Par « longueur », faut-il le préciser, on veut parler de quelques minutes seulement ; et par « épuisement », du temps qu’il faut à l’esprit pour passer d’un état à un autre. Des Pallières n’est pas Kechiche, et quand bien même il chercherait comme ce dernier à presser jusqu’à la dernière goutte, quoi qu’il en coûte, le jus d’une expérience sensuelle, le temps bref qui lui est imparti ne le lui permettrait pas. Mais Kechiche est avant tout un démiurge instinctif, presque un inconscient mû par le ça, tandis que des Pallières, pour le meilleur et pour le pire, est un intellectuel doté d’un sévère surmoi ; il vise autre chose, et le prix à payer semble lui importer. Vivès, quant à lui, se trouve avoir écrit et dessiné, après Polina, des romans graphiques très travaillés par le désir masculin hétérosexuel, tantôt délicatement troublants (Une sœur, Le Chemisier), tantôt outrageusement provocateurs (Les Melons de la colère, Petit Paul), toujours à deux doigts du malaise. Pas de véritable malaise ici, aucun regard déplacé. Mais la conscience aiguë et incontournable, une fois les fameuses limites dépassées et la fragile efficience du chromo émoussée, que face à nos yeux, des jeunes filles en tutus sont dirigées par un homme, dessinées par un homme et filmées par un homme.
Dialectique
En d’autres termes : le fameux male gaze est mis à nu. Sans auto-flagellation moralisante, sans même chercher à inventer un quelconque autre regard. D’une façon plus déroutante et ambiguë, sans doute roublarde et pourtant honnête : en questionnant en cours de route son dispositif, en assumant son geste au point de le rendre réflexif. En faisant tenir ensemble le cliché et sa critique, le kitsch dépassé de jeunes filles virevoltant à contre-jour sous une lumière mordorée et la puissance de portraits face caméra qui leur restituent en un quart de seconde leur singularité et leur statut d’individues.

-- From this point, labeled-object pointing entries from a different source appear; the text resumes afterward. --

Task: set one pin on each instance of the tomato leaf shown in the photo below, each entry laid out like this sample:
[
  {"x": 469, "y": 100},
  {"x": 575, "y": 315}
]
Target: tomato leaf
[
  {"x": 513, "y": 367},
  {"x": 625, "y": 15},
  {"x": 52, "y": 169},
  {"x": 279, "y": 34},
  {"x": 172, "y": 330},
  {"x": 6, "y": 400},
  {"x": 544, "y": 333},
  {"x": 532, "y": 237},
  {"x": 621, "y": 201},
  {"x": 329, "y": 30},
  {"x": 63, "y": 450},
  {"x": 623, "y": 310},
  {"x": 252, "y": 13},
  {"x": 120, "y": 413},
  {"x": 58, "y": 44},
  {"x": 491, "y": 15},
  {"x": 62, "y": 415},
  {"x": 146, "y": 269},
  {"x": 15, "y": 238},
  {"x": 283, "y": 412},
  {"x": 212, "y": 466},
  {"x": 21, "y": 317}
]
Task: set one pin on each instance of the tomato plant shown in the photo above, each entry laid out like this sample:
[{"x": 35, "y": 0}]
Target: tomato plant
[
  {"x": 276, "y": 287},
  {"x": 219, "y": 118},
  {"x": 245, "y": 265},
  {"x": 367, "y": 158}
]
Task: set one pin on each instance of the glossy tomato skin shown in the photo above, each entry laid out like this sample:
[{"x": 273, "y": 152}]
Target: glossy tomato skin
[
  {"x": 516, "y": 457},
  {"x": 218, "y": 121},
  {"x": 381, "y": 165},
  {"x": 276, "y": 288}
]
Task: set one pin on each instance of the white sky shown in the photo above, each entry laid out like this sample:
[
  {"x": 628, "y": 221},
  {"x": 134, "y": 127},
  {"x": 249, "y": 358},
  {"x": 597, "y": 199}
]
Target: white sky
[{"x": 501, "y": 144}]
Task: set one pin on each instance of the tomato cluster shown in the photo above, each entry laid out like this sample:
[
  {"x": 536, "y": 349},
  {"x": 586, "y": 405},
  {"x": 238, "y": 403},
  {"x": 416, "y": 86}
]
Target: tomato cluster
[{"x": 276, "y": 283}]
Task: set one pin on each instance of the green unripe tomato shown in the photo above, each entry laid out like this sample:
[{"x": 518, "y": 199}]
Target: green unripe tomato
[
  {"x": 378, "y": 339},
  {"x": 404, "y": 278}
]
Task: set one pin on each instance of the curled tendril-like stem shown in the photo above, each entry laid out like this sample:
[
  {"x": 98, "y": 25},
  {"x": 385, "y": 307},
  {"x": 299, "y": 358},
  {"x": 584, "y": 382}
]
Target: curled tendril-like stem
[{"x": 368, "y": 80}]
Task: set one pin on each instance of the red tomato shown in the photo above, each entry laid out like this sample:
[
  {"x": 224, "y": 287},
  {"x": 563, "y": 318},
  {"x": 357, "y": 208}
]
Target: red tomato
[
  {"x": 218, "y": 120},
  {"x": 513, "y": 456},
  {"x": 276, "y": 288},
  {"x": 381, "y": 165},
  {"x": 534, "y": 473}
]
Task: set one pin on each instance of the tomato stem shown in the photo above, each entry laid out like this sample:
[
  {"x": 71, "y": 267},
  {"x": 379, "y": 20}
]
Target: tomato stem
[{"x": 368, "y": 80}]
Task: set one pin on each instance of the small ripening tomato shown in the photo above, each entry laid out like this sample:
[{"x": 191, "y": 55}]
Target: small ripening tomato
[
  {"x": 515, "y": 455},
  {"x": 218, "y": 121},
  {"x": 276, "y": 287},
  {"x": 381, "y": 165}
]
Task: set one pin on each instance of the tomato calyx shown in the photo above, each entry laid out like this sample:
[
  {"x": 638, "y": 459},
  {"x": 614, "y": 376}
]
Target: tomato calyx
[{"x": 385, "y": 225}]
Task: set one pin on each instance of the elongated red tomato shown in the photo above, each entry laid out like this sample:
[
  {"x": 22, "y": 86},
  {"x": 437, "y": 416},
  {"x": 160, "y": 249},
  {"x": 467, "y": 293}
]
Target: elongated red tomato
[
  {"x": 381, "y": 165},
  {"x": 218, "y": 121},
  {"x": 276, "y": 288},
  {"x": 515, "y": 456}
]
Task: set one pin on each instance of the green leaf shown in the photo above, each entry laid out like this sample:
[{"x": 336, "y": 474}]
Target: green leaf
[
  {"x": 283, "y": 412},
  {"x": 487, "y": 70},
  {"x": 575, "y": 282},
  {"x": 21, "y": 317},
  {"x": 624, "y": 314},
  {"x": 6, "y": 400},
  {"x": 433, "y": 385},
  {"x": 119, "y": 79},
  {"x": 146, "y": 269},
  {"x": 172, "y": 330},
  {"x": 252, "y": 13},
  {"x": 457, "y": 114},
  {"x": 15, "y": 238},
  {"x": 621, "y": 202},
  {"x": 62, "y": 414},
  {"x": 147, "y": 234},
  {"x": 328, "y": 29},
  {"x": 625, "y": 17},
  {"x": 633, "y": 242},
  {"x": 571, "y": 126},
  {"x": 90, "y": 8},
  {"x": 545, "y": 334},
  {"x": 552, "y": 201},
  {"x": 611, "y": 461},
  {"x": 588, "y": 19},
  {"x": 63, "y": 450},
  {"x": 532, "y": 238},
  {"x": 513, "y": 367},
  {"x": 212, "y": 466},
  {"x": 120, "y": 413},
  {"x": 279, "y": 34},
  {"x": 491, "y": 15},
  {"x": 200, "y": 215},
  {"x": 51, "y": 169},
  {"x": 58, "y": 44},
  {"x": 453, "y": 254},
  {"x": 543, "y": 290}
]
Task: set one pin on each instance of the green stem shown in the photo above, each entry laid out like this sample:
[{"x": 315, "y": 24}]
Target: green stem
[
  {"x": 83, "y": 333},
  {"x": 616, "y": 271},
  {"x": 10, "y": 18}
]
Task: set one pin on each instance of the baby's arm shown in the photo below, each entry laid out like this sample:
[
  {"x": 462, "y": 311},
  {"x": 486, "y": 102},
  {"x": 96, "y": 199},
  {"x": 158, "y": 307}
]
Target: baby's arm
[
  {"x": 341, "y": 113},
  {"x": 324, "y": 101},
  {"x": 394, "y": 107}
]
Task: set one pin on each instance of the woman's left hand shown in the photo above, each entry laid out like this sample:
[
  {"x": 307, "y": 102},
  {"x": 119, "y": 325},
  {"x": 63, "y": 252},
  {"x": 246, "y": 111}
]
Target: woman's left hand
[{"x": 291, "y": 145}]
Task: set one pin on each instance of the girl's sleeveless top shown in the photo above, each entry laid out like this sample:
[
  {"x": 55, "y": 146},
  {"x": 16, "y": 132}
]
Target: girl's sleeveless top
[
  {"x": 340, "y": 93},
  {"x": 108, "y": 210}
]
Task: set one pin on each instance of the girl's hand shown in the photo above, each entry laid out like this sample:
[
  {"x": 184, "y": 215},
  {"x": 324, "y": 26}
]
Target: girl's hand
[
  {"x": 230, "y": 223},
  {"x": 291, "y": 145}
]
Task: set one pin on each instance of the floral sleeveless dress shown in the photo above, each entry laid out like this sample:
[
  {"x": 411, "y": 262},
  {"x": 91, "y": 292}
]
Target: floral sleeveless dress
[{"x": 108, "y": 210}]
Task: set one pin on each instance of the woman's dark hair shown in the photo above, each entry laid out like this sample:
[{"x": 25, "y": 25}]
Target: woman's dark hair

Survient enfin la deuxième rupture, qui prolonge et acte ce décentrement du point de vue, ce pas vers la subjectivation de la femme-objet. Un pas qui n’est pas un basculement complet : la caméra suit une des élèves rentrer chez elle, mais de dos – c’est-à-dire sans épouser son regard, ni la personnaliser. Un peu comme « un homme » suivrait « une femme » dans la rue… L’instance narrative continue d’assumer son regard masculin. Mais dans le même temps, elle met en avant l’historicité de la condition des femmes en organisant la rencontre entre le passé et le présent : sur le dos de la jeune danseuse se projettent les mots d’une voix féminine lisant des extraits du journal qu’a tenu un modèle de Degas, évoquant d’abord sa pudeur à se mettre nue pour la première fois de sa vie devant un homme, puis le sévère sexisme et le furieux antisémitisme du bonhomme.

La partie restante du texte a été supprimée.